The G20, however, was unable to come together on the question of currency appreciation. Its unity has been tested by low growth in rich countries and attempts by some emerging market economies to help exporters by holding down their exchange rates.
Saudi Arabia, Germany and Russia have the biggest current account surpluses, but China is the chief culprit in Washington's eyes, because of massive currency market intervention to keep a lid on the yuan.
Beijing has amassed $2.65 trillion in official currency reserves as a consequence, prompting the U.S. House of Representatives to pass a bill threatening retaliation unless China lets its currency off the leash to reduce its huge trade surplus with the United States.
Attempts to firm up rhetoric in the final communique to push emerging market countries to accept meaningful near-term appreciation of their currencies failed, and countries would only commit to refrain from "competitive devaluation."
On the question of IMF board seats, deciding which smaller European countries will give up their board seats is likely to take a year or more. The G20 set a final deadline of October 2012. Belgium, Denmark, the Netherlands and Switzerland are among the possible losers.
The Fund's current five biggest members — the United States, Japan, Germany, France and Britain — have their own seats on the IMF board and are allowed to appoint their executive directors. Under Saturday's deal, these directors will now have to be elected by the full board. China, Russia and Saudi Arabia also have their own seats.

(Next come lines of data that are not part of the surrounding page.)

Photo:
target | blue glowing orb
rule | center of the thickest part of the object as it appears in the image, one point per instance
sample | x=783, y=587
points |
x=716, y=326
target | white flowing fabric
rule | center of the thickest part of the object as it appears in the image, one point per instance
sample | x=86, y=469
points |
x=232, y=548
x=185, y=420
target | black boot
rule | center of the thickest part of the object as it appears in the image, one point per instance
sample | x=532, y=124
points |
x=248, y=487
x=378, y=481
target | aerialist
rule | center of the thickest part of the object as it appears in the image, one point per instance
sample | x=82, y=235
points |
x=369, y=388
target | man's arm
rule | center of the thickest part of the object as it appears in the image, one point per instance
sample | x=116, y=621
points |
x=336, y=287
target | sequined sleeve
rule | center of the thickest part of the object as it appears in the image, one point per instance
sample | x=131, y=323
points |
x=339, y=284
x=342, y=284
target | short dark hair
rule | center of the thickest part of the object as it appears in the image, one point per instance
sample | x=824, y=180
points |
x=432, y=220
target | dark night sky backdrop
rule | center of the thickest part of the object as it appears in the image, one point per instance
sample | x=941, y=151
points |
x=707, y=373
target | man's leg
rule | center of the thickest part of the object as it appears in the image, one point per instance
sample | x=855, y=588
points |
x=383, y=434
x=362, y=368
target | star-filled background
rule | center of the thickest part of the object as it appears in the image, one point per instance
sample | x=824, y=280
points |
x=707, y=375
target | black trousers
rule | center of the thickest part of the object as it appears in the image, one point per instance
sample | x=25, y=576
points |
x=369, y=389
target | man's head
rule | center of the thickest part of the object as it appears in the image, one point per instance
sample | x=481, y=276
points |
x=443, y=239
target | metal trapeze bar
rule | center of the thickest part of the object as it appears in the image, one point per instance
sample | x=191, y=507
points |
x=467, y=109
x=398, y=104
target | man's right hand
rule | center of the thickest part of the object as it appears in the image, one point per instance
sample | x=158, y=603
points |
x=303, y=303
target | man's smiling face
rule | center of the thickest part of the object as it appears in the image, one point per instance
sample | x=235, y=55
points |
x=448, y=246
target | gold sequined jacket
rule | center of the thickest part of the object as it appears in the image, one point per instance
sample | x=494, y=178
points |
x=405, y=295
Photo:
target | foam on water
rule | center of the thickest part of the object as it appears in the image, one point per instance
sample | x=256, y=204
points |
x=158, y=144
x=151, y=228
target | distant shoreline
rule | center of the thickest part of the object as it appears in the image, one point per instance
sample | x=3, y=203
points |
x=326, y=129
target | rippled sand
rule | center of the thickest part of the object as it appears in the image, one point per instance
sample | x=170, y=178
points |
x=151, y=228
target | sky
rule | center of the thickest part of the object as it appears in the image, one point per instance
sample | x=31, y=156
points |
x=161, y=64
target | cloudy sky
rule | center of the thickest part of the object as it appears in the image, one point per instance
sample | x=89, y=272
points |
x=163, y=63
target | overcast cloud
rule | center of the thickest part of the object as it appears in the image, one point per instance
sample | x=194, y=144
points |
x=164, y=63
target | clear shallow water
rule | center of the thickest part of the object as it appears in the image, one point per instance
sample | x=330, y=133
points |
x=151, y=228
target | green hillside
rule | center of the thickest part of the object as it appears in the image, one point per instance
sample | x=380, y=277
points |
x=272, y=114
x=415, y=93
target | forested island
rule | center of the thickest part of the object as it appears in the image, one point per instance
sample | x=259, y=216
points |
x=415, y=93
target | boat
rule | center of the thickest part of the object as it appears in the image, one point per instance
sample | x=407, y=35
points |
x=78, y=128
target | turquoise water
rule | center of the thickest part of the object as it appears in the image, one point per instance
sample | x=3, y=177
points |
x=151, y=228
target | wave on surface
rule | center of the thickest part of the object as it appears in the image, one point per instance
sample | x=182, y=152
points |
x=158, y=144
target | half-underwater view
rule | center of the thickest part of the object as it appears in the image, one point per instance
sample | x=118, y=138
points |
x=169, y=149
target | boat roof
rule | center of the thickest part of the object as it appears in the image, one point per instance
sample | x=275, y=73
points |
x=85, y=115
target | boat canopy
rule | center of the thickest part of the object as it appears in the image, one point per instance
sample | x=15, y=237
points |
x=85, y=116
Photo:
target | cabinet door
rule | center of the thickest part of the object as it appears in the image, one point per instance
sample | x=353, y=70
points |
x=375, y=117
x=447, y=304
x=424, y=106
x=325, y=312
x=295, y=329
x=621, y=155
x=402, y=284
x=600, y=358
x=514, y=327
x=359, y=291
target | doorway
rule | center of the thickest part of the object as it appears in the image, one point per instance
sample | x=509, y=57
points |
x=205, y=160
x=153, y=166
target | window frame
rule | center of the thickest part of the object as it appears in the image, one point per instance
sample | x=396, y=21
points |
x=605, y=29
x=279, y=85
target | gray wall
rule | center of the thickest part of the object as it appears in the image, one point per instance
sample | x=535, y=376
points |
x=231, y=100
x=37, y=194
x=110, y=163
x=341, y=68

The rest of the membership is divided into constituencies, which elect an executive director to vote for the group as a whole.
Officials said the Gyeongju Accord could lead to more multi-member constituencies, as well as a shakeup of existing ones, depending on how Europe reduces its representation.
"What that essentially means is that all of these multi-country seats will have to be reshuffled, so there will be jockeying and coalition-forming," said Hyun Song Shin, the top G20 adviser to South Korea's president.
There are no set rules governing how countries group together. Individual countries can switch constituencies in search of more influence within a group or to form a more coherent regional alliance.